そういや、神戸大の博士課程に行く話を竹尾先生にしたとき、「アマチュアの趣味に留めておくのも一つの選択だ」と冷静に言われたことがある。もちろん、たいていの場合には進学すると標準的な意味での企業就職は難しくなるし、かといって大学に籍を置くのはもっと難しいからだ。竹尾先生が大学の研究職つまりはプロパーでなければ何かに欠けるといった見識を持たれていたのかどうかは知らないが、少なくともプロフェッショナルとしての職責に見合った、何らかの立場なり地位をアマチュアが欠いていると見做していたような気はする。もちろん、世代ということもあるだろうし、それはそれでよい。
ただ、アマチュアとして暇潰しに『存在と時間』や『ことばと対象』を紐解いては、ブログに適当なコメントを書く余生などと言われても、それはそれで無害ではあるし、結局のところ哲学とは private なところからきて private なところへ立ち返る private な志向をもつものだろうから、大学に籍を置いていなくとも本質的に何かが違えるわけでもなかろう。他人との議論や他人が書いたものを読むという social なり public な営みは、哲学にとって歴史的な経緯をもつだけの非本質的で便利なだけの習慣みたいなものだろうと思う。もちろん、それによって「堅実さ」だとか「誠実さ」が担保されるのかもしれないとは思うのだが、そういう価値観が哲学することにとって何を於いても必須であり目的であろうかと言えば、かなり疑わしい。

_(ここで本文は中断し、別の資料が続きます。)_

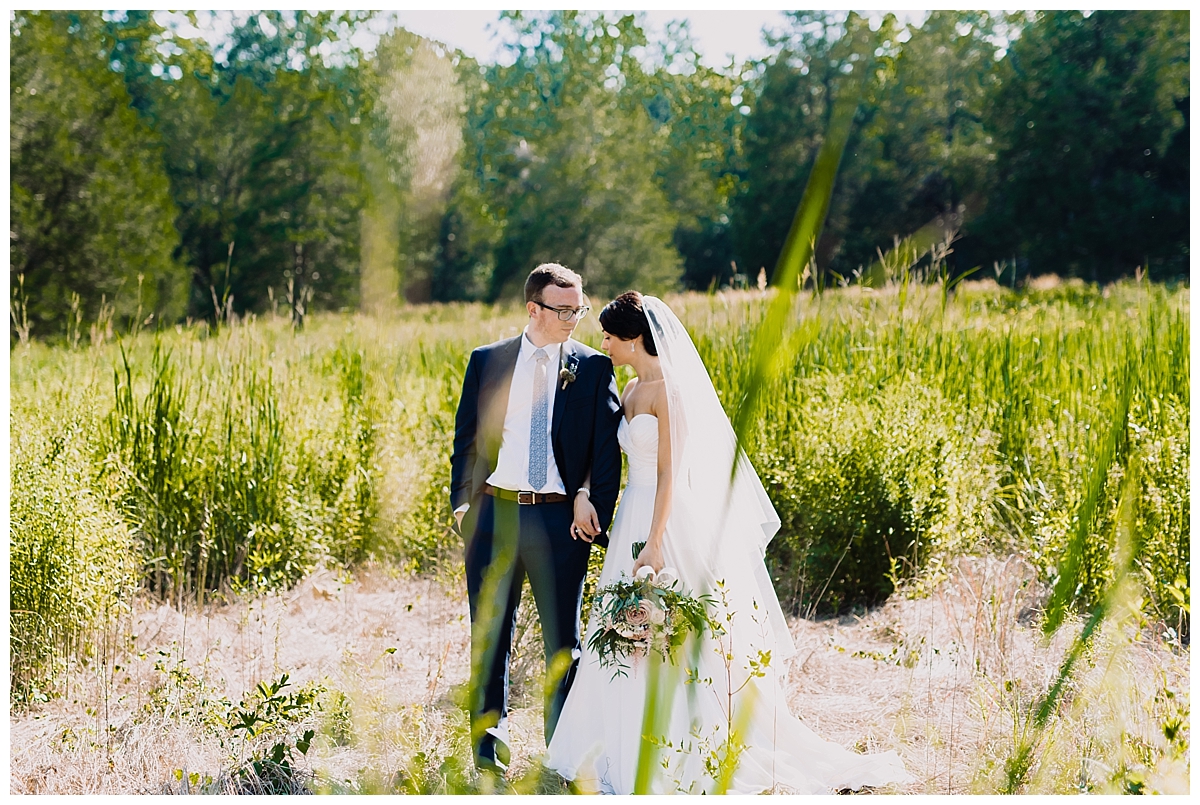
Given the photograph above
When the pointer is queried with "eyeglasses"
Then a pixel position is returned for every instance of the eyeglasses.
(565, 314)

なぜなら、結局のところ philosophy と呼ばれる営みは人が独りで生きてゆく経過のなかにも成立しうることである筈だからだ。独りで生きて、外界と向かい合う中で、いったい〈誰に対する誠実さ〉が必要だというのか。僕には、「自分自身に対する誠実さ」という表現は、しょせん自らに向かってではなく、わざわざ他人に聞こえるように言うことでしか効果のない、言葉の彩としか思えない。もちろん、だからといって不要だと言っているわけでもなく、現今の凡庸な人間が、このクソみたいな世界で哲学するには、寄り添って成果を出し合う他にないのかもしれない(そうでもないと自負できるくらいの人が、キチガイではなく日本にもいればと思うがね)。